Along with the AQMD, Los Angeles city and county officials last month formed a 90-day action plan. Landfill operators are supposed to reduce the number of trucks delivering trash during peak hours, use soil, instead of tarps, to cover the trash at the end of the day, and install several DustBoss odor control units in areas where trash is deposited.

Landfill operators also must conduct odor patrols from 6 to 10 a.m. and 6 to 10 p.m. Mondays through Saturdays.

The city and county formed a joint enforcement team in 2008 to supervise Sunshine Canyon. Sunshine is actually two side-by-side landfills – one on city land, one in county jurisdiction – that merged operations in 2009.

“We’re very concerned about it,” said Tony Bell, spokesman for Los Angeles County Supervisor Michael D. Antonovich, whose district includes the landfill. He said the county Department of Public Works has been in talks with Republic to make sure the 90-day plan of action is implemented.
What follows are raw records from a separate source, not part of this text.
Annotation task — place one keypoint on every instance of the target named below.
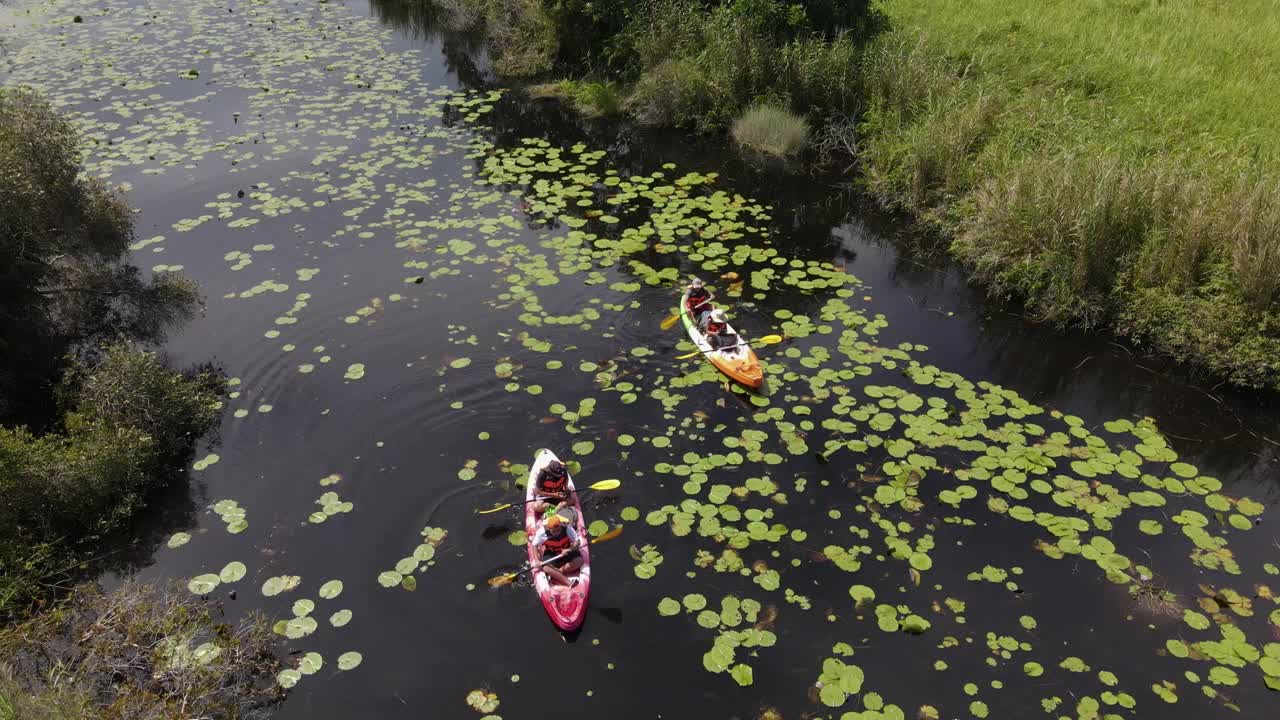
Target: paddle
(602, 484)
(766, 340)
(506, 579)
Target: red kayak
(566, 606)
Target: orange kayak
(739, 363)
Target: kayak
(566, 606)
(737, 363)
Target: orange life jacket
(551, 484)
(557, 545)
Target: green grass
(771, 130)
(1175, 76)
(1111, 164)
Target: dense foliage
(92, 427)
(63, 285)
(137, 654)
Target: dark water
(398, 440)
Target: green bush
(140, 651)
(132, 420)
(63, 238)
(771, 130)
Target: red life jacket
(557, 545)
(696, 299)
(551, 484)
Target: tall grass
(1110, 164)
(771, 130)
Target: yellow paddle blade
(502, 580)
(608, 536)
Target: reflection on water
(456, 39)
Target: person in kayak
(552, 487)
(699, 301)
(718, 335)
(553, 538)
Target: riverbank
(1110, 167)
(92, 432)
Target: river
(415, 279)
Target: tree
(64, 286)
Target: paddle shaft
(561, 556)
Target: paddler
(718, 335)
(699, 301)
(552, 487)
(554, 538)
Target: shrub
(140, 652)
(771, 130)
(63, 238)
(522, 37)
(131, 420)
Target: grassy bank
(91, 428)
(1110, 164)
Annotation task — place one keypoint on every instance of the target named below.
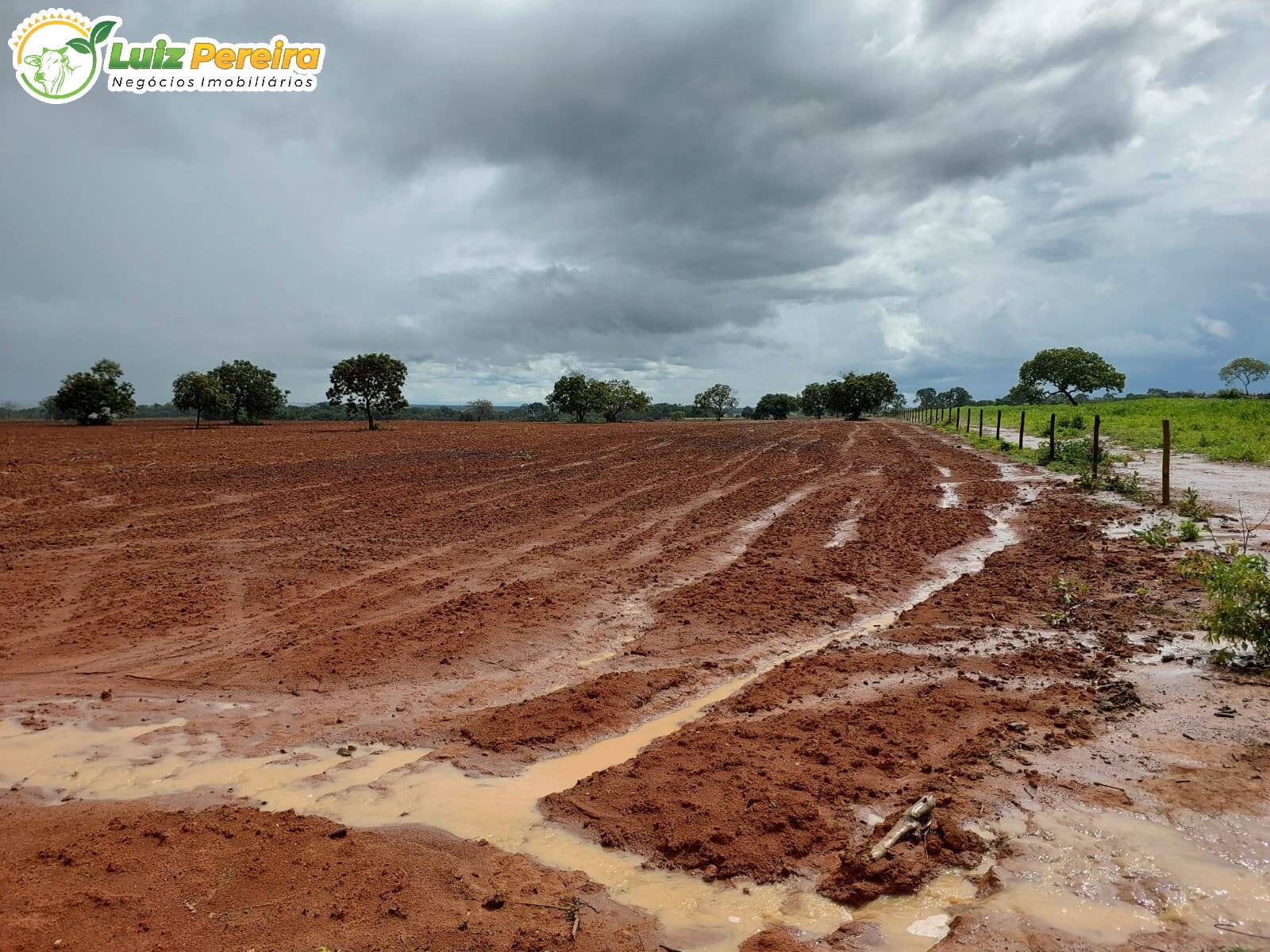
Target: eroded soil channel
(714, 733)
While no cause is known for sure, city and county officials speculate the odor could be caused by types and quantities of trash received, methods of handling the trash, and/or a faulty landfill gas collection system among other factors.

City Councilman Greig Smith said officials are collecting all the notices of violation as well as other information, in case legal action against the operators of the landfill becomes necessary.

“We can order them to close the doors which is in our purview,” Smith said. “The onus is on their backs to perform. It’s taken so ridiculously long.”